Today is November 4th. Election day here in America. The day we vote – Hooray! The day the political commercials stop – double hooray! I have mentioned my feelings on the subject in the past, so let’s skip the political commentary and get to the important stuff: cookies.
Background. Every presidential election, Family Circle magazine has hosted a cookie contest between the two potential first ladies. They hold a giant taste testing, and in all the elections but one, the husband of the first lady who won the cookie contest has also won the Electoral College. In 2000, Tipper Gore entered her recipe for gingersnaps, while Laura Bush offered up what are now known as Texas Governor’s Mansion Cowboy Cookies. To read the recipe, you’d think it was a chocolate chip oatmeal cookie with some random stuff mixed in. But oh, oh, ohhhhh, they are so much more. I was first served these at a fundraiser at a country club, no name attached. They were just extra good chocolate chip cookies. Before I knew it, I had eaten three and was back in the catering kitchen pestering the staff for more.
Could I take a couple extra home to share? –“No.”
Could I buy the dough frozen? — “No.”
Could I ask for the recipe? – “No.”
What do you call them? –“Laura Bush cookies.”
Of course. What would they be serving at a fancy Republican country club other than ol’Noxema face Laura Bush cookies. Typical!
Well. Two minutes of furious phone googling in the parking lot later, I found this recipe. And let me tell you, it is magnificent. Regardless of how you feel about Laura Bush or her husband or politics in general, this recipe is a knockout. I have made these multiple times, and they always come better than I expected. Maybe even better than I want them to. Part of me really doesn’t want to admit that Laura Bush might be a better baker than me. But you know what? I know a winner when I see it.

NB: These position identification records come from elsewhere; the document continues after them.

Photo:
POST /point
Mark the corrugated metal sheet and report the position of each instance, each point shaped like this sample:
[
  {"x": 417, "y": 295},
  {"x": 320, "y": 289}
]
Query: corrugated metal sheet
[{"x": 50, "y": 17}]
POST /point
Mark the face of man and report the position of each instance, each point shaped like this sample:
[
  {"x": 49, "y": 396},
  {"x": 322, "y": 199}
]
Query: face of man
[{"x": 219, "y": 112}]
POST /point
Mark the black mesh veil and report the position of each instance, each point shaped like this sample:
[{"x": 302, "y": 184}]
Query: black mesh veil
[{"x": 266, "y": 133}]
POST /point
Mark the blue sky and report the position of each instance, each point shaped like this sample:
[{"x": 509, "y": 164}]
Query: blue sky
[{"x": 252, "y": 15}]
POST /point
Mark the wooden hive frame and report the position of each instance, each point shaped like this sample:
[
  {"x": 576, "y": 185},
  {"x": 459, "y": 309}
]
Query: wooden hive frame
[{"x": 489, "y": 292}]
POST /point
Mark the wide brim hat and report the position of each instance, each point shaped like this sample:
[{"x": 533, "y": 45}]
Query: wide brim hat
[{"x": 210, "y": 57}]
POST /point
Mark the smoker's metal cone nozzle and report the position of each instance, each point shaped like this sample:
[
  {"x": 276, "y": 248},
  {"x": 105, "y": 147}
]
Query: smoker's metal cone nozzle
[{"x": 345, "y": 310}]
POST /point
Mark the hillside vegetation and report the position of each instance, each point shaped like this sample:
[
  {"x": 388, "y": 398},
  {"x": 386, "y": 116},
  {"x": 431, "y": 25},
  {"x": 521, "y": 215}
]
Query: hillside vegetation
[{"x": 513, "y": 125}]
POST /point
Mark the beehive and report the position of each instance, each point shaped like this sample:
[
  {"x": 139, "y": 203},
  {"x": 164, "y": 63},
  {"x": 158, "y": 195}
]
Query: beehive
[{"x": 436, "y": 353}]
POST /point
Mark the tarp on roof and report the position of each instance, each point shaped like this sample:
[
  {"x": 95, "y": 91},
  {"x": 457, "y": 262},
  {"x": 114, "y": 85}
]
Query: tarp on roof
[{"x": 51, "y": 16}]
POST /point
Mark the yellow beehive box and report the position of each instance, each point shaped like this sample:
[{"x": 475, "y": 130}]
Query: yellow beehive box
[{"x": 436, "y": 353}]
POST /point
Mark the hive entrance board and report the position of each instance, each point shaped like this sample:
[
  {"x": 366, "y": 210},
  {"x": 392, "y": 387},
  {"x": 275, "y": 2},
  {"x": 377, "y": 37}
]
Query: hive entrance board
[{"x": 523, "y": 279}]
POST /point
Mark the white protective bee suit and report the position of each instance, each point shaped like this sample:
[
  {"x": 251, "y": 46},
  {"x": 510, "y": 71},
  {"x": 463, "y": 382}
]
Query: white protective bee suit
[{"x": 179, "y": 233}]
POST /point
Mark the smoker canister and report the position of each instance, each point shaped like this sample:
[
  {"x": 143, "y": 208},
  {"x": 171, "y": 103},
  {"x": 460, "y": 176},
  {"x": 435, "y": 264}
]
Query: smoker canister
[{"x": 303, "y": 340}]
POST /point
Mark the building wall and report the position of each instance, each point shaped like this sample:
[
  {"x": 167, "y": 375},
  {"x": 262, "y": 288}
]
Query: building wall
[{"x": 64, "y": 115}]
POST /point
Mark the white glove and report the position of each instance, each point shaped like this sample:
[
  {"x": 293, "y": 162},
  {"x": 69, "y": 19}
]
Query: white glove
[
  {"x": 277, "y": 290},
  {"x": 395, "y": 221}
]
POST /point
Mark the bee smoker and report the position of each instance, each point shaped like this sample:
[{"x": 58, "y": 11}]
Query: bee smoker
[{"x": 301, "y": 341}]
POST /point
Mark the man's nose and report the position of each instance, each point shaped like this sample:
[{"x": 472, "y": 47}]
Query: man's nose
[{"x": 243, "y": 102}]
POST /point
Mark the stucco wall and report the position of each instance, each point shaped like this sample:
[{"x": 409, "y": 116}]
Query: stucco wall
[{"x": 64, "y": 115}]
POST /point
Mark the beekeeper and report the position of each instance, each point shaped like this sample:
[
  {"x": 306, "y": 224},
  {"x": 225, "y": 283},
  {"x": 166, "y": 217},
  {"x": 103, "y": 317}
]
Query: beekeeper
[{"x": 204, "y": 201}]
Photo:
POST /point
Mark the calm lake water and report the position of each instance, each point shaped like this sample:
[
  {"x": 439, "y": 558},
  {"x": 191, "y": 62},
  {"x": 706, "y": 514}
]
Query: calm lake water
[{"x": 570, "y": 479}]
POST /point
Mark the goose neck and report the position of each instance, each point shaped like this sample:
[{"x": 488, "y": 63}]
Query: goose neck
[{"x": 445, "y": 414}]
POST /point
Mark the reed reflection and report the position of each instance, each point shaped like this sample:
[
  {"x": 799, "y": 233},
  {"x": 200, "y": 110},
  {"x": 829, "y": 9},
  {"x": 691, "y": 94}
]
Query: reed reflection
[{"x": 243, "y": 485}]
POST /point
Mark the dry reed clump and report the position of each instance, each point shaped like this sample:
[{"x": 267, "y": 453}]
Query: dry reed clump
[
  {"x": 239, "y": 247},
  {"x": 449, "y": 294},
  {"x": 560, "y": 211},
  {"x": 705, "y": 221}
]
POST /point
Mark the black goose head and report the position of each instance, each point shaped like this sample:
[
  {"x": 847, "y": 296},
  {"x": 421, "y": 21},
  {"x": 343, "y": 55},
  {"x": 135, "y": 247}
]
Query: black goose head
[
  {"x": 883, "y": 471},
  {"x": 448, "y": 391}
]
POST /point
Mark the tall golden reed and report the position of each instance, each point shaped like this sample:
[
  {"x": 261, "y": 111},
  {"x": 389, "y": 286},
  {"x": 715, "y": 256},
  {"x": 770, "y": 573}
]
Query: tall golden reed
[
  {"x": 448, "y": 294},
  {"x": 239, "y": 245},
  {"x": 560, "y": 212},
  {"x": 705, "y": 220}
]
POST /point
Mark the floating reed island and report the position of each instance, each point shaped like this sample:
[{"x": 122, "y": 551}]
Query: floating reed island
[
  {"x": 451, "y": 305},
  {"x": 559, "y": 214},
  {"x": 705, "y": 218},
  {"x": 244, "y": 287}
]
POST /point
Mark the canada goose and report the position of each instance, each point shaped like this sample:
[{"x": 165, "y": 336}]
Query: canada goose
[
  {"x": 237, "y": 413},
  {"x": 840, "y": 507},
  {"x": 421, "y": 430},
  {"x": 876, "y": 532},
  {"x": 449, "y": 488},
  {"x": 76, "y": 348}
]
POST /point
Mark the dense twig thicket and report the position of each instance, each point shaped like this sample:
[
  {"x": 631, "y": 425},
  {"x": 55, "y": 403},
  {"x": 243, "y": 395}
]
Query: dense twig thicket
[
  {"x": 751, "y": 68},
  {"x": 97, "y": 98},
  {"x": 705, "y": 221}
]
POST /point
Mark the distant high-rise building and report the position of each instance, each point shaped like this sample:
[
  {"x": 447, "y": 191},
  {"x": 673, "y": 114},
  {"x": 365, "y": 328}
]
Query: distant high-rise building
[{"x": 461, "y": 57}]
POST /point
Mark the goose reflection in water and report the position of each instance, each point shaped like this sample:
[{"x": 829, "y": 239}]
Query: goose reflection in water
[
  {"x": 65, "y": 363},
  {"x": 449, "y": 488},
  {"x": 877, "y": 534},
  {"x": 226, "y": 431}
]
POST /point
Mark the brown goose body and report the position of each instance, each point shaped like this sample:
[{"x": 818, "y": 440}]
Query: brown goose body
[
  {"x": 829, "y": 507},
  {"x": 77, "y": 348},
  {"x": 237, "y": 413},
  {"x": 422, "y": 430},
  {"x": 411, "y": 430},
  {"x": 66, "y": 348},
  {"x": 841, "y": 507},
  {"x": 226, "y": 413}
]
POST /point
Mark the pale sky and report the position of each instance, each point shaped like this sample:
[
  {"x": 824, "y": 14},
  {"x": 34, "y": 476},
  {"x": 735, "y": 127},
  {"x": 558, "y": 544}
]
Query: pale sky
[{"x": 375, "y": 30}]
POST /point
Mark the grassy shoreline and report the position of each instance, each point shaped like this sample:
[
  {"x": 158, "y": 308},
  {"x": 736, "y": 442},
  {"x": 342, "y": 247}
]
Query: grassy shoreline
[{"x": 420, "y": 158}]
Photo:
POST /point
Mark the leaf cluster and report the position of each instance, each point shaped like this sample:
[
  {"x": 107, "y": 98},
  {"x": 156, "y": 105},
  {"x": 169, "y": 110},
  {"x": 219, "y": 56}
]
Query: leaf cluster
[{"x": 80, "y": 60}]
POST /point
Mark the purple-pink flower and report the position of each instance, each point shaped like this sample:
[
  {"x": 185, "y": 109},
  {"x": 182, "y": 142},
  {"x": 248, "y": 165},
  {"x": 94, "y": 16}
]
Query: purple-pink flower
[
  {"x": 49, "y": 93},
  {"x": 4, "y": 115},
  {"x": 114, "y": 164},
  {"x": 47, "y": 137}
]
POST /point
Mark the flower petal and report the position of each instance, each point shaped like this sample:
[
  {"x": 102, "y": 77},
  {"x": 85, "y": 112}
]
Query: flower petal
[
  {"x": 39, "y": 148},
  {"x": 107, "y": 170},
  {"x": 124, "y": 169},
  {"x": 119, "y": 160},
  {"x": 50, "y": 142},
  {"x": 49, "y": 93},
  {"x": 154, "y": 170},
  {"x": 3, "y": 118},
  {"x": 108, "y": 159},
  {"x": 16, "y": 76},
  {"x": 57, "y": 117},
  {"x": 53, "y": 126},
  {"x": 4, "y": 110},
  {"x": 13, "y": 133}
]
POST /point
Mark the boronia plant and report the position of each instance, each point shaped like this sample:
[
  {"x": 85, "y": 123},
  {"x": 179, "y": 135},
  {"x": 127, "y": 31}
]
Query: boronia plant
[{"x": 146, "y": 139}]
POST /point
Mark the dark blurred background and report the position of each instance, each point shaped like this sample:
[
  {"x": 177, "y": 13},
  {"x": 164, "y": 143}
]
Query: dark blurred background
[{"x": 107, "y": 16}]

Laura Bush Cowboy Cookies Recipe
(Original, as it appeared in Family Circle, September 2000)
3 cups all-purpose flour
1 tablespoon baking powder
1 tablespoon baking soda
1 tablespoon ground cinnamon
1 teaspoon salt
1 1/2 cups (3 sticks) butter, at room temperature
1 1/2 cups granulated sugar
1 1/2 cups packed light-brown sugar
1 tablespoon vanilla extract
3 cups semisweet chocolate chips
3 cups old-fashioned rolled oats
2 cups sweetened flake coconut
2 cups chopped pecans (8 ounces)
1. Heat oven to 350 degree F.
2. Mix flour, baking powder, baking soda, cinnamon and salt in bowl.
3. In 8-quart bowl, beat butter on medium speed until smooth and creamy, 1 minute. Gradually beat in sugars to combine, 2 minutes. Add eggs, one at a time, beating after each. Beat in vanilla.
4. Stir in flour mixture until just combined. Add chocolate chips, oats, coconut and pecans.
5. For each cookie, drop 1/4 cup dough onto ungreased baking sheets, spacing 3 inches apart.
6. Bake in 350 degree F oven 17 to 20 minutes, until edges are lightly browned; rotate sheets halfway through. Remove cookies to rack to cool.
Aunt Peaches recommendations…
- You are going to need a HUGE bowl. I have a jumbo mixer, and it barely handles the wet ingredients. Don’t be ashamed if you need to resort to a bucket. Some of the best cookies come from buckets.
- Swap out the white sugar for all brown sugar. It’s just better.
- Swap one of the cups of chocolate chips for butterscotch chips and/or milk chocolate chips. Butterscotch and oatmeal combo is a winner (in fact, the only time the Family Circle taste test prediction was wrong was in 2008 when they predicted Cindy McCain a winner by way of her butterscotch oatmeal cookies. There is a lesson in that!)
- The original recipe calls for HUGE cookies. The bigger they are, the chewier the center. Which is awesome. Personally, I like a crispier oatmeal cookie, so I stick to the traditional tablespoon size cookies. Matter of taste. But the big cookies are impressive. For real. People are going to think you are a master baker. Or trying to make them fat. Or both. No judgments.
- This recipe makes a ton of cookies, but unless you own a commercial grade oven, I would not load more than two sheets at a time – it slows down cooking time and the dough dries out.
That’s it folks! A cookie recipe offered up in the spirit of bipartisanship. Chocolately, chewy, melt-in-your-mouth, bipartisanship.